Capital Markets: Libor Change Poses Risk to Swappers

September 28, 2012
Any profound restructuring of the benchmark could mess up contracts.

BankingThe UK government unveiled its recommendations for changes to the London Interbank Offered Rate on September 28. The British Bankers Association has already said it would no longer compute the benchmark, in the wake of the rate-rigging scandal that has cost Barclays millions and is likely to do the same for many other entities involved in Libor’s calculation.

Derivatives counterparties have been sharpening their lawyers in anticipation of any change that could call into question the existing terms of the $350 trillion interest rate swap market, most of which is tied to Libor. Those counterparties that are underwater on their swaps could try to wriggle free of them, using the benchmark change as an excuse.

While the Wheatley Review of the Libor issue, authored by FSA managing director Martin Wheatley, has recommended reviving, rather than abandoning Libor, it is also possible that implementing its recommendations, and any further tweaking, could require derivatives counterparties to renegotiate their swaps. This would be an enormous undertaking. The International Swaps and Derivatives Association (ISDA) believes the resurrection of Libor will go forward without requiring changes in swap contracts; but they are, more or less, paid to say things like that.
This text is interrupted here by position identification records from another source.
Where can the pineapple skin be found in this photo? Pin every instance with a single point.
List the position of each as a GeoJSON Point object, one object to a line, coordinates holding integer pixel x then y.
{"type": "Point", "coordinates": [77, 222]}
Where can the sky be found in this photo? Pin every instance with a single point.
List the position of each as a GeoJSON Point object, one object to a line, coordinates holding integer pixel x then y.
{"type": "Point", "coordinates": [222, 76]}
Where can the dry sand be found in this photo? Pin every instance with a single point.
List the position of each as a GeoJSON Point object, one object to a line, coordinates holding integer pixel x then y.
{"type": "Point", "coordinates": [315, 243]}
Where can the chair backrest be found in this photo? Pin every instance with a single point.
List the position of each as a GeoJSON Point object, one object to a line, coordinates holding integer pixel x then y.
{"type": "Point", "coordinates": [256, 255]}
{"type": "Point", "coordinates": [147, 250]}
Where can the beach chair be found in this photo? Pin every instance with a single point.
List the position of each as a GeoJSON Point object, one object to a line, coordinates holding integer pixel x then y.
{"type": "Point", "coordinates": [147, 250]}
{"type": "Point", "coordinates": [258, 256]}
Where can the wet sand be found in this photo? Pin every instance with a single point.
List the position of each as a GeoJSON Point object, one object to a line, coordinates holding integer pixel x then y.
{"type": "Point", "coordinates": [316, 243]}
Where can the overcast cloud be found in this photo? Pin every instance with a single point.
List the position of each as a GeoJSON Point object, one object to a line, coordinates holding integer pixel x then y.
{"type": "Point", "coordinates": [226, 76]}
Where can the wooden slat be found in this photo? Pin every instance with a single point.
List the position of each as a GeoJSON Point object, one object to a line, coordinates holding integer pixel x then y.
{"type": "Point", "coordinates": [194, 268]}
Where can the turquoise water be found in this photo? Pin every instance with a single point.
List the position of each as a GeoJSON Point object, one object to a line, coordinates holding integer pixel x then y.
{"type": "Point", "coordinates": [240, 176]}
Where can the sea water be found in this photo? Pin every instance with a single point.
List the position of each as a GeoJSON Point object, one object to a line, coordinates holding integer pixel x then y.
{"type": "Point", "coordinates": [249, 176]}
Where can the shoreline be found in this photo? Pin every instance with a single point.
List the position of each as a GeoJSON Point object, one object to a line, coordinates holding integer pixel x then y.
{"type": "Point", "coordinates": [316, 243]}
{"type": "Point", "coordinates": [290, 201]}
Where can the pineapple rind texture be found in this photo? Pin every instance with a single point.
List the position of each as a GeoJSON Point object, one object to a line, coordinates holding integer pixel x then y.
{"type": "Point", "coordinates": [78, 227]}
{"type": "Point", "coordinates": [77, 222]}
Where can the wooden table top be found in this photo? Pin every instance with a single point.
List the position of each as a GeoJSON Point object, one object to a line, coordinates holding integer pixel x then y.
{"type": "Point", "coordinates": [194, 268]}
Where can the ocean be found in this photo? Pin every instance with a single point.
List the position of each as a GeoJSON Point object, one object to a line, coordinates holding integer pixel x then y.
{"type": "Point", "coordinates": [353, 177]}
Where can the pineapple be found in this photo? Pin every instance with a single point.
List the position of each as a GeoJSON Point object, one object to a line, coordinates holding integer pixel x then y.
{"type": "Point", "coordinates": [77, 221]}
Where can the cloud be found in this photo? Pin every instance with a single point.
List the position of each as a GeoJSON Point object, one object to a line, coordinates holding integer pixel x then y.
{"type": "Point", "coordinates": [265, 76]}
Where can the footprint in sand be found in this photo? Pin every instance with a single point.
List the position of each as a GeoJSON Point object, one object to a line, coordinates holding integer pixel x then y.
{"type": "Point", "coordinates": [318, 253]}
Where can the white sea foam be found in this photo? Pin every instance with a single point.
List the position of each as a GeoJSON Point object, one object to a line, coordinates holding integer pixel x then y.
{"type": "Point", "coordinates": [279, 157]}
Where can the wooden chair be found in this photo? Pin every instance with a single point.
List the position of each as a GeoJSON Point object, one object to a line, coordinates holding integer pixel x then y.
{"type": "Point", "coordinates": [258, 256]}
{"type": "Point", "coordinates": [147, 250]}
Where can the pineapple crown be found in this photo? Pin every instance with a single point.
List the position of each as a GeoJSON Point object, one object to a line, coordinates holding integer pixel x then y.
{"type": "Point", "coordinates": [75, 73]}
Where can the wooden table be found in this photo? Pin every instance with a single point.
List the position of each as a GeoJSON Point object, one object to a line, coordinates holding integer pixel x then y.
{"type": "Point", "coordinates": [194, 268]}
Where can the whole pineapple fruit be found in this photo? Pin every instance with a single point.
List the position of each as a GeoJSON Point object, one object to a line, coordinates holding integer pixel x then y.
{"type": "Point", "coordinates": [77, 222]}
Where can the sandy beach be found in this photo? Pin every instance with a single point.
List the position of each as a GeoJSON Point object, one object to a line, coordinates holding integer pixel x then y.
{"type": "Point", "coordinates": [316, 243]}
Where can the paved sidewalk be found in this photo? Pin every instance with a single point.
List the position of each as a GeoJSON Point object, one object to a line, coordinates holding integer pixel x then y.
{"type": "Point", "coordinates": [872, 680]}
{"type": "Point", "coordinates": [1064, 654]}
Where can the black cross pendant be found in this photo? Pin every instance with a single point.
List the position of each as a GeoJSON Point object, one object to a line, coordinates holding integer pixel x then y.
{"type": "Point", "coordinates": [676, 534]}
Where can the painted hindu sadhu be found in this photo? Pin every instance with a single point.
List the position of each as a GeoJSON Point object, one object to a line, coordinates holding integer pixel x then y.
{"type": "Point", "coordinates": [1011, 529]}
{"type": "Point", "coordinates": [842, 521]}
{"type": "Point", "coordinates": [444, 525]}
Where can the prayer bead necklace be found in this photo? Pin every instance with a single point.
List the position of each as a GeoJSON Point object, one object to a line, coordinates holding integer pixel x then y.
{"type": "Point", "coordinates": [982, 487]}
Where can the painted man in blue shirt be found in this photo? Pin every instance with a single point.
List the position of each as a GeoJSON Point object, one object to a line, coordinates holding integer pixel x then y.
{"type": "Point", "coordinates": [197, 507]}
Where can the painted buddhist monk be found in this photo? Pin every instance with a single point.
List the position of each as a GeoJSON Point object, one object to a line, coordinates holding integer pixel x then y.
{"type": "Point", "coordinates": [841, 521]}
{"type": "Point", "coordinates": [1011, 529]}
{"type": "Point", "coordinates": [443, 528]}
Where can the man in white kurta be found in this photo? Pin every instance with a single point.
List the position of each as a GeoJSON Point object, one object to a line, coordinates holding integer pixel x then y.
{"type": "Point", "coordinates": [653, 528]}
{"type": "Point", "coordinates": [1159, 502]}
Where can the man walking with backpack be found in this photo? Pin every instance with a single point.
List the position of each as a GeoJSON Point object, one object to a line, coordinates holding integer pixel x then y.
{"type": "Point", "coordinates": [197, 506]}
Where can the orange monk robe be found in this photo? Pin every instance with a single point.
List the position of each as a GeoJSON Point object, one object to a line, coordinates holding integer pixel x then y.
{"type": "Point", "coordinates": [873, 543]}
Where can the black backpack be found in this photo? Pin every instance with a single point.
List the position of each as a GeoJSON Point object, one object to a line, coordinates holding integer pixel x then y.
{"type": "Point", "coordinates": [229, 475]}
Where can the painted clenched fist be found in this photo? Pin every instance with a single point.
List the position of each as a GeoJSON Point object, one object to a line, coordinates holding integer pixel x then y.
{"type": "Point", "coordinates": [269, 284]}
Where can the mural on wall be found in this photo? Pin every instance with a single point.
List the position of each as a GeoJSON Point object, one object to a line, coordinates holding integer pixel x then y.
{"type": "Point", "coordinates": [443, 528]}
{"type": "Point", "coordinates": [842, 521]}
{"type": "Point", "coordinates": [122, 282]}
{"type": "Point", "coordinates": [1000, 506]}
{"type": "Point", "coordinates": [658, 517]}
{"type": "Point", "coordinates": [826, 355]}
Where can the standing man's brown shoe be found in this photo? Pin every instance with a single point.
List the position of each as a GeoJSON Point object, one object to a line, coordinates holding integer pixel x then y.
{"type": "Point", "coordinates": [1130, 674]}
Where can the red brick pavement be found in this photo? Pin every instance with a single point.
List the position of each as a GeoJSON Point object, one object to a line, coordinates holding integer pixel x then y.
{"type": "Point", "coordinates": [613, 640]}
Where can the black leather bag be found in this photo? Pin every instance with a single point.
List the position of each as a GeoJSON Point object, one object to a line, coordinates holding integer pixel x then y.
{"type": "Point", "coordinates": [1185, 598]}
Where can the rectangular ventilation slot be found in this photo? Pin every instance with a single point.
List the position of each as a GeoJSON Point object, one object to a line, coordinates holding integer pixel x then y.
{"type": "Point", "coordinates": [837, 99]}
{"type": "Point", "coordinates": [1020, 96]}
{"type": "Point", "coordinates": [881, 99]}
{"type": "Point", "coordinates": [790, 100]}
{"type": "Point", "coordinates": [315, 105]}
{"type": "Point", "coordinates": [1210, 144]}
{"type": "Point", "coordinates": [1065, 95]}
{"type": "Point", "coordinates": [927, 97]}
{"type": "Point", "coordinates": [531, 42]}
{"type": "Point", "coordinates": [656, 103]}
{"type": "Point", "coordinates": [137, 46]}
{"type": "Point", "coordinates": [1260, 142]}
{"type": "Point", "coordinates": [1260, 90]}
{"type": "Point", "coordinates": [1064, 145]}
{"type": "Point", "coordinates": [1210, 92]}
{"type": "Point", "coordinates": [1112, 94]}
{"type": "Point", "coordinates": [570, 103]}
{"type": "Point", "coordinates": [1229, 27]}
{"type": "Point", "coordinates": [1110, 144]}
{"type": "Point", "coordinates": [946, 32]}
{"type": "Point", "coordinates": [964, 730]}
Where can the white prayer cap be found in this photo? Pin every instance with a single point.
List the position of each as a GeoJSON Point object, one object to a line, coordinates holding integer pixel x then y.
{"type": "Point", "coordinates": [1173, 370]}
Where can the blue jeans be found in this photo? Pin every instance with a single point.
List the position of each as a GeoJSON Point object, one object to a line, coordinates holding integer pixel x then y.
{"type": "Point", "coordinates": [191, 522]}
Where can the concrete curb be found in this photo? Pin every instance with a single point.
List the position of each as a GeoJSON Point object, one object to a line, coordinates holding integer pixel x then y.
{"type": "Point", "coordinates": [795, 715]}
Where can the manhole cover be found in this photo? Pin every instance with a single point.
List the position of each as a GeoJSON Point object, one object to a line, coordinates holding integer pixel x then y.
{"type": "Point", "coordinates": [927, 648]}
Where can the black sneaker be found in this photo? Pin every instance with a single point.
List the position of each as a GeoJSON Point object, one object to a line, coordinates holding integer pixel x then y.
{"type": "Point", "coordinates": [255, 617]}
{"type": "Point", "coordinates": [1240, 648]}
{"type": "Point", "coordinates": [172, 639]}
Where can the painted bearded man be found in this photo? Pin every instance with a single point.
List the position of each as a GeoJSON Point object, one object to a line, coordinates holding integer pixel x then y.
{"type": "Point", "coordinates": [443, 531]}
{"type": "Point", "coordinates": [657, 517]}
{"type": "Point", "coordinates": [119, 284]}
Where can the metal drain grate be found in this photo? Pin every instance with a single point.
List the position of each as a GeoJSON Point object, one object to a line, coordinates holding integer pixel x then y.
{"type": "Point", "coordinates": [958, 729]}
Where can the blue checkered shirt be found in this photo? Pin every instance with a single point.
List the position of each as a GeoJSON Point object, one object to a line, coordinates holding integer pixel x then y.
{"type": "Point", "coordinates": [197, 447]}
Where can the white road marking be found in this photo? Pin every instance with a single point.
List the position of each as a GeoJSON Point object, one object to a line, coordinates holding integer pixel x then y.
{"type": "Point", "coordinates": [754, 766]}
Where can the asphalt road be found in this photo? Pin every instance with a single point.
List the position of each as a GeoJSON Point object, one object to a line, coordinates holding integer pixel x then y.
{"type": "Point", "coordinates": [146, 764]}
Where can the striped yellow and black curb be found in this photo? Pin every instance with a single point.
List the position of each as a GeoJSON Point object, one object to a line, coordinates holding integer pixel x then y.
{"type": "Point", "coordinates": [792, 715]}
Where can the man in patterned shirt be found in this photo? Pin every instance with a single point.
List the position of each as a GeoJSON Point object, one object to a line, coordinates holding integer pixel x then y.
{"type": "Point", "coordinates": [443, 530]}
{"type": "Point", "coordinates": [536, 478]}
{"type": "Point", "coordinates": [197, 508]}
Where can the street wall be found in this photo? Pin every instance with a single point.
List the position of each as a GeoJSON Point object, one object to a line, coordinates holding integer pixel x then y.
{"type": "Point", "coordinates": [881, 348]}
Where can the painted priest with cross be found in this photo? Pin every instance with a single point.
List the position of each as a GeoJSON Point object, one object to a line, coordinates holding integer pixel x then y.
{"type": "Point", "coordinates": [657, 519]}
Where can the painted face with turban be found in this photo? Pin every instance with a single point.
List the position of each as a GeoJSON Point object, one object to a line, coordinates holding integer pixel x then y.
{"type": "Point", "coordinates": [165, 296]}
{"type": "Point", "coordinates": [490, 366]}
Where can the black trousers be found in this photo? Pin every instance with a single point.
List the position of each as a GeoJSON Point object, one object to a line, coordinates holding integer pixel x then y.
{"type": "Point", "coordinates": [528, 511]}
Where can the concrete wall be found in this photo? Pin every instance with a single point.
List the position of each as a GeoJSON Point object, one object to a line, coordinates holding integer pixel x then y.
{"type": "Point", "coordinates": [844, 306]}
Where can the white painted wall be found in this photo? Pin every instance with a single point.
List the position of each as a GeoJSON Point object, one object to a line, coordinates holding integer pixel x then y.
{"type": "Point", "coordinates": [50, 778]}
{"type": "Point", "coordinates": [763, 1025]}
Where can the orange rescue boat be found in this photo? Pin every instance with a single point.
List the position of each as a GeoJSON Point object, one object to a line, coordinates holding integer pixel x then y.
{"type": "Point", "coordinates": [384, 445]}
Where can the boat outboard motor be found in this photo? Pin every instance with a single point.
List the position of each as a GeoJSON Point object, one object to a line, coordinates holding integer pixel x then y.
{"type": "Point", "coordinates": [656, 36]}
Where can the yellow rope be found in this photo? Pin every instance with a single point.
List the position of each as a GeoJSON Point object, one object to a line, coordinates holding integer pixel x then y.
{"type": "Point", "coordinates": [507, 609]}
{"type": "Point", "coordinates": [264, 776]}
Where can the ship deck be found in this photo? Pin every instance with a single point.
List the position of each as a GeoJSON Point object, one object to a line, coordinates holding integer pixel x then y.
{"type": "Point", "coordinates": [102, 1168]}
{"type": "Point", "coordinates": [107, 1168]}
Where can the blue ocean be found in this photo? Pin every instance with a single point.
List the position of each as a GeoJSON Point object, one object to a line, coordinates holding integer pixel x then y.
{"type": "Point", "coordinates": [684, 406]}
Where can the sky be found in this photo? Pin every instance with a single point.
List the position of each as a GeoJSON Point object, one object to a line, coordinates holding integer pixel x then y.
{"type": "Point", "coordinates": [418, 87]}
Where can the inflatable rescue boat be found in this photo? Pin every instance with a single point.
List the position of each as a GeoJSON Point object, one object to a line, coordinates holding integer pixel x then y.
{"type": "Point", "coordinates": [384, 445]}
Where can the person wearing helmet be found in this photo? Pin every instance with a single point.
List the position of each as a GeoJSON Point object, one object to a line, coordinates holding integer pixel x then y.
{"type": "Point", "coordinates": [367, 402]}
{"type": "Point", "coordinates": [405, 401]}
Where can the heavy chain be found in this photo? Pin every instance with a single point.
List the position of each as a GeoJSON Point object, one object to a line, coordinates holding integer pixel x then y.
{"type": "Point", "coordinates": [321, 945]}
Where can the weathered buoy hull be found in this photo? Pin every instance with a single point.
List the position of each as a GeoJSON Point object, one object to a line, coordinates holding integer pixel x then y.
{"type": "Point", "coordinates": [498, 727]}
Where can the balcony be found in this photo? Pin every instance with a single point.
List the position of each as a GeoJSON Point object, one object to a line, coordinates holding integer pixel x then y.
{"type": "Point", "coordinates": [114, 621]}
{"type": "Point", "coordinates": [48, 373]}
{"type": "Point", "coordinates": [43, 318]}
However, the Wheatley plan not to replace the benchmark was based, in part, on the desire to avoid such a wholesale need for renegotiation.

Corporates – even those underwater on interest rate swaps – could find themselves on the wrong side of this argument. Since corporates use swaps to hedge, there is little incentive to rejigger the contracts in order to gain some profit. They should be performing as expected, even when underwater – that is, they should be offsetting changes in hedge items’ values.

But hedge funds and broker/dealers – entities that run books of derivatives for their own sake as investments (or product) have less incentive not to seek a better deal, or to lock in gains. Treasurers would do well to keep a close eye on how the Wheatley recommendations are implemented by the UK government.